Può anche accadere che le forze dell’ordine sotto l’egida e l’occhio vigile del ministro a cui rispondono mettano le manette alla Capitana della Sea Watch 3, e magari anche che l’arresto venga confermato dal magistrato incaricato, ma di sicuro l’azione decisa ed ormai improcrastinabile di chi sentiva sulle proprie spalle il peso di 40 vite straziate sta riscuotendo l’applauso caloroso di tutto il mondo che ancora ha titolo per definirsi civile.

Degli altri no.
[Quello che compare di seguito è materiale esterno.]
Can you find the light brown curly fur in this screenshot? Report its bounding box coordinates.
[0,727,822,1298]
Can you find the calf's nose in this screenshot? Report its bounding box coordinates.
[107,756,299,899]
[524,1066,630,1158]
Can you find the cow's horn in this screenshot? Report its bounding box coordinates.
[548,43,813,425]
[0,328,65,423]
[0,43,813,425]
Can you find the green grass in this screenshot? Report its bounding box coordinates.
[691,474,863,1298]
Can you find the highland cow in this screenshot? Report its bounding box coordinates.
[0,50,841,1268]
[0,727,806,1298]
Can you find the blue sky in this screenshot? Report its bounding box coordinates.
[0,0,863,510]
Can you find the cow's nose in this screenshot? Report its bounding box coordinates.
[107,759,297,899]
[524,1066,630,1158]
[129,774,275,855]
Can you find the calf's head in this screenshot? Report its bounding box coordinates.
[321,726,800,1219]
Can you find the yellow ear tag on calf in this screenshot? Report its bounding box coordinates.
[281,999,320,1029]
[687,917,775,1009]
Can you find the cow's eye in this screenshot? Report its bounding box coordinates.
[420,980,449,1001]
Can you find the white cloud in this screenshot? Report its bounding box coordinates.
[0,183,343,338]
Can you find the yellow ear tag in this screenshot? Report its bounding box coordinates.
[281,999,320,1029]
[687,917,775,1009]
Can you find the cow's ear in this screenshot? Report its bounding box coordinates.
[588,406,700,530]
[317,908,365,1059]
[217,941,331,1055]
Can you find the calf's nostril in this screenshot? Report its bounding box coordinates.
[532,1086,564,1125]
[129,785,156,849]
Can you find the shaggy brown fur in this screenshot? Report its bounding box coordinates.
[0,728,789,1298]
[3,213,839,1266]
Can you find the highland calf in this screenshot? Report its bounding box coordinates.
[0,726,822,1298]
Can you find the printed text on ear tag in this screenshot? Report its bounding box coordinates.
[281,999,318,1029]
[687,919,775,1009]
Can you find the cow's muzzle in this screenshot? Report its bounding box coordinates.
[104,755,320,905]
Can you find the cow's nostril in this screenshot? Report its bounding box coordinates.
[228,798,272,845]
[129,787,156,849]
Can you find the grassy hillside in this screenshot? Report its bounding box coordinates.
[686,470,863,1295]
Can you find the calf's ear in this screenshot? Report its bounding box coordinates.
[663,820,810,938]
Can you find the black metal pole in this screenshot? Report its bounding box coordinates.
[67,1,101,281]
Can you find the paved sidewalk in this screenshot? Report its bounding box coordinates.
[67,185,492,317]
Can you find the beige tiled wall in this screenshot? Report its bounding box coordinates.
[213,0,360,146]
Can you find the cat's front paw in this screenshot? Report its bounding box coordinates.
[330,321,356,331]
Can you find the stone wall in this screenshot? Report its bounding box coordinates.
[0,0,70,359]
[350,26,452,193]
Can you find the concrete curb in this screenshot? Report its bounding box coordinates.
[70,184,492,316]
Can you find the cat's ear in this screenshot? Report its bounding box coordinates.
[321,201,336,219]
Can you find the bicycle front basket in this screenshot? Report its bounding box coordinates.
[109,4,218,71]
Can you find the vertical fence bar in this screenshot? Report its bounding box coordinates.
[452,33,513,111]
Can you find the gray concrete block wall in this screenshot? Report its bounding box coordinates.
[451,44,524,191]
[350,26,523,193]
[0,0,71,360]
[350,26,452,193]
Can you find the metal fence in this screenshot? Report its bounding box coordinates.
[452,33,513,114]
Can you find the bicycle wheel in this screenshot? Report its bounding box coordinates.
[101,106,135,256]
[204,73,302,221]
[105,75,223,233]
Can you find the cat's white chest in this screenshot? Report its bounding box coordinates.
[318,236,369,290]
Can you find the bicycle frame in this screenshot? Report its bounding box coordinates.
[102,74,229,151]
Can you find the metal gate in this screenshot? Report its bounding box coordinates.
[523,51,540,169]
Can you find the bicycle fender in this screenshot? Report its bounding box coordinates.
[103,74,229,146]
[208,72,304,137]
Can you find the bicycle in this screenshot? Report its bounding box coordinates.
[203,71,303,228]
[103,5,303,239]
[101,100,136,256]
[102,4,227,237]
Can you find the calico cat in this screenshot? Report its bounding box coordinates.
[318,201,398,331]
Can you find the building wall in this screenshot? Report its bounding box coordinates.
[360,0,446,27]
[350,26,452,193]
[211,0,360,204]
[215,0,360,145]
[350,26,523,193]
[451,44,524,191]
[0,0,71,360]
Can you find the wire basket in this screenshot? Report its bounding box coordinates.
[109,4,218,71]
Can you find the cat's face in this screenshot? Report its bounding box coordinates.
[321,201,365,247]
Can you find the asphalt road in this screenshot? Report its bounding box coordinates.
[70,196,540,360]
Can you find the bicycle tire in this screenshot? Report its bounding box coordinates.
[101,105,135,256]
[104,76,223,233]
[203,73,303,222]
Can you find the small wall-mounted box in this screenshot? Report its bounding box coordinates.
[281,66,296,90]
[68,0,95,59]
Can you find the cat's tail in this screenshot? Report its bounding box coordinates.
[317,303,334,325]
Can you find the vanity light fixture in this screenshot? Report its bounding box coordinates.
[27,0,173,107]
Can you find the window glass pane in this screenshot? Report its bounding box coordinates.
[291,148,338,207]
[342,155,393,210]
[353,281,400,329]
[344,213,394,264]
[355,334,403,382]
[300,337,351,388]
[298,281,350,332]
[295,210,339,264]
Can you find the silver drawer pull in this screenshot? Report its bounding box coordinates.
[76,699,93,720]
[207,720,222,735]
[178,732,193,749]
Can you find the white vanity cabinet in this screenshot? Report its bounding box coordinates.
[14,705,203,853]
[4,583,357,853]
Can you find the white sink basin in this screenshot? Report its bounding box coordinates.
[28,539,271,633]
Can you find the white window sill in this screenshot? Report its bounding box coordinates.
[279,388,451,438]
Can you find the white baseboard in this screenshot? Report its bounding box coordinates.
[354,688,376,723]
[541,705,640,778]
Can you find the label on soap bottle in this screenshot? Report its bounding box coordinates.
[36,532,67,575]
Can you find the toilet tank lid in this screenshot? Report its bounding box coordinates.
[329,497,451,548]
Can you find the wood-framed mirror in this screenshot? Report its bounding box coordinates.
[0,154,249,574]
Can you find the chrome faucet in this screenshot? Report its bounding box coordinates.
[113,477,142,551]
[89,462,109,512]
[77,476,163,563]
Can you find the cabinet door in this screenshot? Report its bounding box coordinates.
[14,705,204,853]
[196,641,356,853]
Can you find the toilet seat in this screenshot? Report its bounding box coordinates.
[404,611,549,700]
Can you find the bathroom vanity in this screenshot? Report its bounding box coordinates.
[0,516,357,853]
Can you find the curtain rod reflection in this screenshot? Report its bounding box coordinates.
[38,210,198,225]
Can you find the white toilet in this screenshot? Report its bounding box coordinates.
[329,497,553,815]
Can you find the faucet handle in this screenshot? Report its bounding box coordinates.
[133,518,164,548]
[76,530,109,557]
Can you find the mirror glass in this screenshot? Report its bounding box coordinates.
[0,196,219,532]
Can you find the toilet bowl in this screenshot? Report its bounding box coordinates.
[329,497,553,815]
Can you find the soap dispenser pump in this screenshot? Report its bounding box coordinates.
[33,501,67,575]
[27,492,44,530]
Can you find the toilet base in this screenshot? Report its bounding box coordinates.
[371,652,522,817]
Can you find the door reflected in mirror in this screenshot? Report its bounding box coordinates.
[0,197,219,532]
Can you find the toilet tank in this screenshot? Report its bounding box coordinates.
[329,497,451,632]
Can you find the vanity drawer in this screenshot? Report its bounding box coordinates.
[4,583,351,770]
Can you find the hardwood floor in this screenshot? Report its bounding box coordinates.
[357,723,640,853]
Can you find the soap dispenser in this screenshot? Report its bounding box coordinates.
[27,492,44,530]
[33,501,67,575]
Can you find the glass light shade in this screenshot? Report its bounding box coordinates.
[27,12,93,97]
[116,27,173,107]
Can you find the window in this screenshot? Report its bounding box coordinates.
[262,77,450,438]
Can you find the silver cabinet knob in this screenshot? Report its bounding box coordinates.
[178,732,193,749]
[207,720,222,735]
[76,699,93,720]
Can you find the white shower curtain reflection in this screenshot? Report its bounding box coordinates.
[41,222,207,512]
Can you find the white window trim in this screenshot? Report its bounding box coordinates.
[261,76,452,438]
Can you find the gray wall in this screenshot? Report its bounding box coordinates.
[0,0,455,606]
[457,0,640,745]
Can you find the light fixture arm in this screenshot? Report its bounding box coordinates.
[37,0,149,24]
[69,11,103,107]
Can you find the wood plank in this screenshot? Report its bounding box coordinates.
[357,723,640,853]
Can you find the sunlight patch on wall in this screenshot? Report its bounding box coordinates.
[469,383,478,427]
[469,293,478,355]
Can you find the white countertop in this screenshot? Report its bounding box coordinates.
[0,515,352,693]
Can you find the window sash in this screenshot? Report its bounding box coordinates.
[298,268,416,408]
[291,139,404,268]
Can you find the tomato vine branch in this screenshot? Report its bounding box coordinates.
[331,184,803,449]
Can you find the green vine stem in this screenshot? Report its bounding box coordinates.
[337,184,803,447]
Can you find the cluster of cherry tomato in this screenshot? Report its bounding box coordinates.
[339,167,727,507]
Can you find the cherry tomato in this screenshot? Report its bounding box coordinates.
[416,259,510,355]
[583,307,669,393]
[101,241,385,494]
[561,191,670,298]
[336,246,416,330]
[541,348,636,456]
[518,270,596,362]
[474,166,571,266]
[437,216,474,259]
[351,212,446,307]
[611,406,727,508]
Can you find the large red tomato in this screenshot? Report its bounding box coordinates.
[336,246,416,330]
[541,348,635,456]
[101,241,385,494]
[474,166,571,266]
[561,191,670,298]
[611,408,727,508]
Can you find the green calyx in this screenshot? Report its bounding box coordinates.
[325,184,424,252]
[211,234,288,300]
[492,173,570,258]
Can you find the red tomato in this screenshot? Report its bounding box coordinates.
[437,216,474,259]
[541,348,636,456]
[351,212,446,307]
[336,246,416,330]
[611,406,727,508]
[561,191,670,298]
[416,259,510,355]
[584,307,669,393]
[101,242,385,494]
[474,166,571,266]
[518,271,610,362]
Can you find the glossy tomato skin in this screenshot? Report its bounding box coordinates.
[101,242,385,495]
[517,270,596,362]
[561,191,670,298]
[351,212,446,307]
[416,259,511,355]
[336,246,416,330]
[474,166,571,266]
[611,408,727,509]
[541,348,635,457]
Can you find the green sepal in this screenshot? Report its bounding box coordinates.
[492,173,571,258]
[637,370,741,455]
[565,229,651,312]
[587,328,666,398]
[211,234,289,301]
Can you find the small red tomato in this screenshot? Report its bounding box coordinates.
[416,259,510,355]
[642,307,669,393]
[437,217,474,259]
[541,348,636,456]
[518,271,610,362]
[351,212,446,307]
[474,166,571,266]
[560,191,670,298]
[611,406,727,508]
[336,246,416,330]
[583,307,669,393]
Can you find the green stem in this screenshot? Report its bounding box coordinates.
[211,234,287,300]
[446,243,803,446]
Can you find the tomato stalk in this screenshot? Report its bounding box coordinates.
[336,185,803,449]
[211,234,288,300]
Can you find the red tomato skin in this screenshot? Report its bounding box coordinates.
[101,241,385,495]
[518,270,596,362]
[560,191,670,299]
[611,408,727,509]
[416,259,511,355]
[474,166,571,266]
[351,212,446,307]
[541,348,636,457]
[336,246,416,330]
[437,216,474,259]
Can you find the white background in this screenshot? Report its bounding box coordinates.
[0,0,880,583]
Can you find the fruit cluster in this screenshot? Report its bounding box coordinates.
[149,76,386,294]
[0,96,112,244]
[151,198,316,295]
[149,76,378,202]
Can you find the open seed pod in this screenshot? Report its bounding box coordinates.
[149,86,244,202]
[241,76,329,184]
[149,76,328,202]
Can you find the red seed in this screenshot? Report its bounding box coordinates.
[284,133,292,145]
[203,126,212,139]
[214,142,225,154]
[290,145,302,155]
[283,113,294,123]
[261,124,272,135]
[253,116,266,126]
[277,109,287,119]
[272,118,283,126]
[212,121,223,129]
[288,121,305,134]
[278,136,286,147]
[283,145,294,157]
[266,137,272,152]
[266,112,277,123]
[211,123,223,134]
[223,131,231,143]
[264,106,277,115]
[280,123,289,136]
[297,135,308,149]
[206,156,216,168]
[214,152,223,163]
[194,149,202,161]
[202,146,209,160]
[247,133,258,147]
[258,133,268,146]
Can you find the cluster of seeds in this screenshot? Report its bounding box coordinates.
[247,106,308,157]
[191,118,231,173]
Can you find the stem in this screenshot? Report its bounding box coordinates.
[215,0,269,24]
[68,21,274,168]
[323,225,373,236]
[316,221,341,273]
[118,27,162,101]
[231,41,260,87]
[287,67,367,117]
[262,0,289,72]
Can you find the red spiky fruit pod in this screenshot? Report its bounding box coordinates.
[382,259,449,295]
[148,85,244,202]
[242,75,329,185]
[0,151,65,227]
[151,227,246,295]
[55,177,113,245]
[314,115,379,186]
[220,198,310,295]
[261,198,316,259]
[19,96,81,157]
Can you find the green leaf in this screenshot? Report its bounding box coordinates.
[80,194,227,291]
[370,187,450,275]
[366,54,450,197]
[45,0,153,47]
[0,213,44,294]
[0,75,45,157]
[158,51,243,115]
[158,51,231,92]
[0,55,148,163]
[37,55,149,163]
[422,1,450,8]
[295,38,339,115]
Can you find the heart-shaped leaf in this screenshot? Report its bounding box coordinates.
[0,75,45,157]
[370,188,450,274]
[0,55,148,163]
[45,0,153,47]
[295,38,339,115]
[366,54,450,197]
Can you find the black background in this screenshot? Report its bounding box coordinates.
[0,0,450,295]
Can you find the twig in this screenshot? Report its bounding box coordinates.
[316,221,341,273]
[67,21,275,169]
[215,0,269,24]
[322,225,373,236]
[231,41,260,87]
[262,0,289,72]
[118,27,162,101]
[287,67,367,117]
Perchè non c’è nulla di civile nel rispettare ordini, decreti o leggi che vanno contro i più elementari principi umani. La storia è piena di ordini e leggi nefandi. Ubbidivano alla legge i nazisti che perseguitavano gli Ebrei, ed ubbidivano ad ordini i poliziotti sudafricani che assassinarono Hector Petersen ed altri 175 ragazzini delle scuole medie a Soweto nel 1976.

Le leggi inique si cambiano in parlamento, ma si combattono trasgredendole a testa alta nella vita di tutti i giorni ed affrontandone con coraggio le conseguenze.

Non c’è nulla di più stolido della frase “La legge va rispettata” che sentiamo ripetere continuamente da chi avrebbe voluto vedere i 40 della Sea Watch in fondo al mare o in alternativa restituiti ai loro torturatori, e prima di essi i 137 della nave Diciotti e chissà quanti altri.